The La's singles chronology
| "There She Goes" (1988) | "Timeless Melody" (1990) | "There She Goes" (1990) |

Music video
- "Timeless Melody" on YouTube

= Timeless Melody =

1990 song

"Timeless Melody" is a rock song written by Liverpool singer/guitarist Lee Mavers and recorded by Mavers' band The La's.

==Music video==
The music video contains footage from live shows (parts of which are slowed down), depictions of Egyptian hieroglyphs, a short animated sequence, and clips shot at a studio. The video ends with a view of the night sky with stars forming the name of the band.

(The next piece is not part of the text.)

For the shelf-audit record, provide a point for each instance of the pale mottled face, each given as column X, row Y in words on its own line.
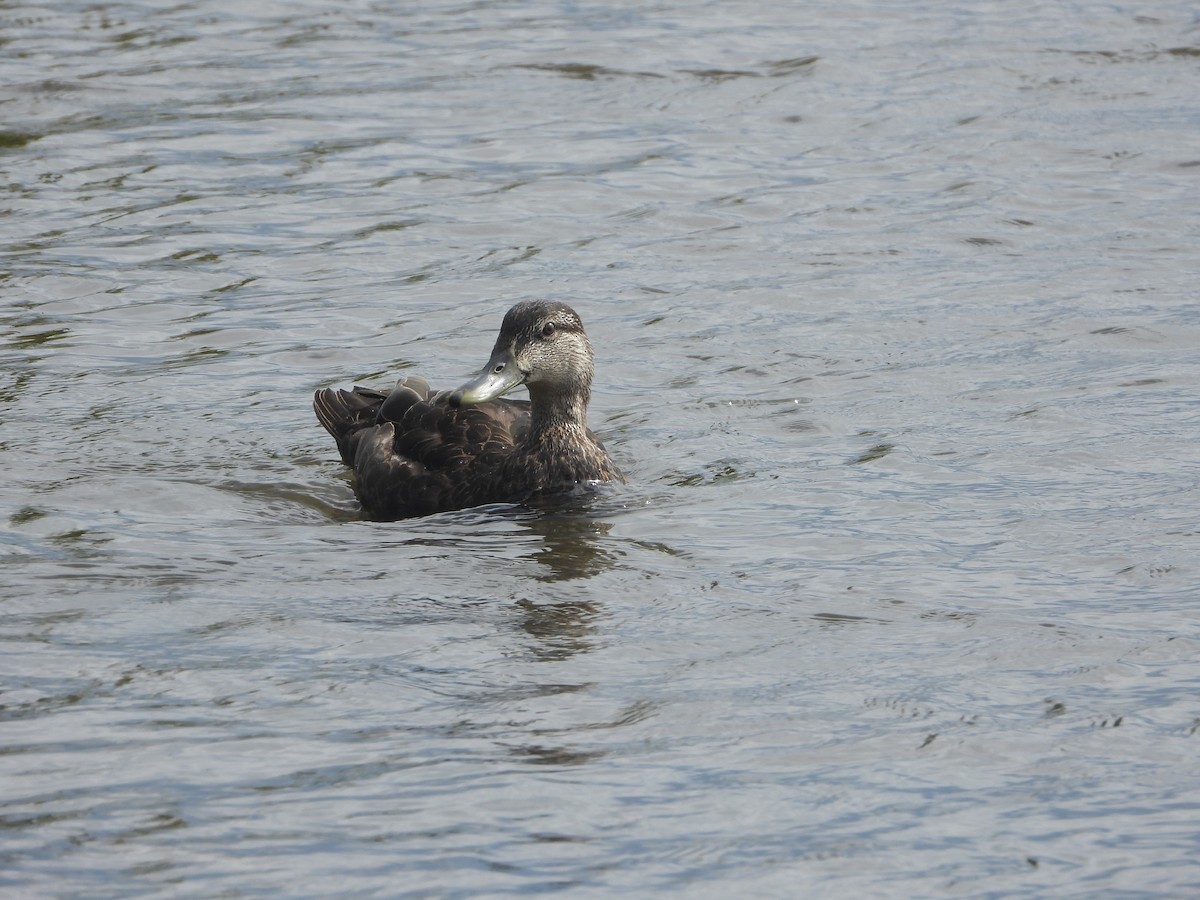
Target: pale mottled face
column 543, row 346
column 549, row 345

==Formats and track listings==
- All songs written by L.A. Mavers (except where stated).
- 7" single (GOLAS 4)
- Cassette single (LASMC 4)
1. "Timeless Melody" – 3:03
2. "Clean Prophet" – 1:48

- 12" single (GOLAS 412)
- CD single (LASCD 4)
3. "Timeless Melody" – 3:03
4. "Clean Prophet" – 1:48
5. "Knock Me Down" – 3:16
6. "Over" – 5:01 (Mavers/Power)

==Personnel==
- Lee Mavers – lead vocals and Backing vocals, rhythm guitar
- John Power – bass and backing vocals
- Peter "Cammy" Camell – lead guitar
- Neil Mavers – battery

==Chart performance==

| Charts (1990–1991) | Peak position(s) |
|---|---|
| UK Singles Chart | 57 |
| U.S. Modern Rock Tracks | 12 |

==Cover versions==
The Seattle band Pearl Jam covered Timeless Melody in their Binaural Tour on 6/4/2000 when they played at The Manchester Evening News Arena, Manchester, England. During the concert lead singer Eddie Vedder incorrectly stated that the band was going to play a song written by a band from "your town". The concert is available as an Official Bootleg. Pearl Jam went on to play the song several more times on the tour, often as a duet with Supergrass frontman Gaz Coombes. Pearl Jam have also performed the song with Death Cab for Cutie in 2004.